妙にこれを意識するようになったのは、2年前……中学3年生の時だ。
「……結局、貴女には一度も勝てなかったわね。宮野さん」
剣道部の、中学最後の大会。
自分を負かした好敵手へ、握手を求める。
「ふふ、今回は危なかったけどね。……今まででいちばん」
明るい茶髪を肩口で揃えた、小柄な少女……この地区で最強の剣士、宮野りりな。
中学での3年間、凛花がついに一本も取れなかったライバルは、にこっと微笑み、手を握り返してきた。
……内心悔しいのも本当だけど。けれど凛花は、このライバルの剣筋を、
(すごく、綺麗。天真爛漫、天衣無縫……彼女らしい、真っ直ぐで自由な剣)
美しいと、憧れていた。
「リベンジは高校で、させてもらいますね。宮野さんも、高校でも剣道、続けるのでしょう?」
「んー、そうしたいけど……。高校入ったら、バイトもしたいんだよね、私。稽古の時間取れるかな……? ま、太刀花さんをがっかりはさせないよう、がんばるよ」
そう言ってライバルは、控室へ下がっていった。
(やっぱり、すごく悔しい……)
太刀花の家は苗字の通り、遠い昔から剣に生き、剣に死す家系。
自分だって物心ついた時から、剣の道ひとすじだった、のに。
剣道に全てを賭けてる様子でもない宮野さんに、とうとう勝てなかった。
(何が違うんだろう。私の剣と、彼女の剣)
お手洗いでこっそり泣いて、顔を洗った後。
胴着を脱ごうと、更衣室へ入ると……、
「ちゅ……ん。ちゅぷ、んむぅ……♪ 早百合、もっと、ご褒美ぃ……♪」
「ちゅ♪ りりな、試合前も、したでしょう? もう……♪」
ライバルが女子マネージャーの子と、キスをしていた。
それも結構激しいのを。女の子同士で。
「な、なななにを……っ!? みみ宮野さん……!?」
「げぇっ太刀花さん!?」
宮野りりなが羞じらったのは一瞬。腰に手を当て、何やら自信満々に、胸を張った。
「ふふん、何を隠そう、これが私の強さの秘密よ! 女の子の唾液には不思議な力が有ってね、私は長い修行の果てに、キスでそれを吸い取れるようになったのよー!」
「……ちょっと、りりな。彼女、真面目そうだし、真に受けたらどうするの」
そして太刀花凛花は、真に受けた。
※ ※ ※
(いえ別に、真に受けてるわけではないけれど)
あれから2年。宮野りりなとの再戦は果たせていない。
……たぶん、今でも勝てない。
朝、始業前……星花女子の剣道場で正座し、瞳を閉じて精神統一しながら、凛花は考えた。
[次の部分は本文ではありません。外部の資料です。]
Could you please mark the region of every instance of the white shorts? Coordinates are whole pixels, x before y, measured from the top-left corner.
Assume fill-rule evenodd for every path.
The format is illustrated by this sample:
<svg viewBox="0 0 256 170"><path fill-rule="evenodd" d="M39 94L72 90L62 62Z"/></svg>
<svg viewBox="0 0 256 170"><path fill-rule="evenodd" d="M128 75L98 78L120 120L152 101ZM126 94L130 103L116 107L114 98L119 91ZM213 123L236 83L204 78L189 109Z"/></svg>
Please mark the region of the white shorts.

(あ、あんなに……キスも堂々とできる宮野さん。彼女は、自分を隠したりしない。……その素直さが、迷い無き剣へと繋がっているんだわ)
そう解釈していた。
翻って自分は、どうか。キス……女の子同士で。考えただけで、頬が熱くなる。
(む、無理無理! わ、私にもイメージというものが……!)
ああ、だから私は、彼女には及ばない。こうして周囲の眼がとか、恥ずかしいとか、考えてるうちは。
心に仮面を被っているうちは。
宮野りりなの、天翔けるがごとき剣には、届かないだろう。
「ああ、随分早いですね、先輩?」
後輩の声に、瞑想から覚める。
瞳を開けると、1年生の剣道部員2人……凛花よりわずかに長身の紫咲弘美と、ショートカットの早乙女千夏が制服姿で立っていた。
「ふふ、太刀花先輩も気合が入っておられるのだろう。今年こそは、聖城学園に秋芳……2強の牙城を、私たちの手で崩すのだからな」
(……言えない。キスのことを考えてたなんて)
曖昧に笑って、凛花は誤魔化した。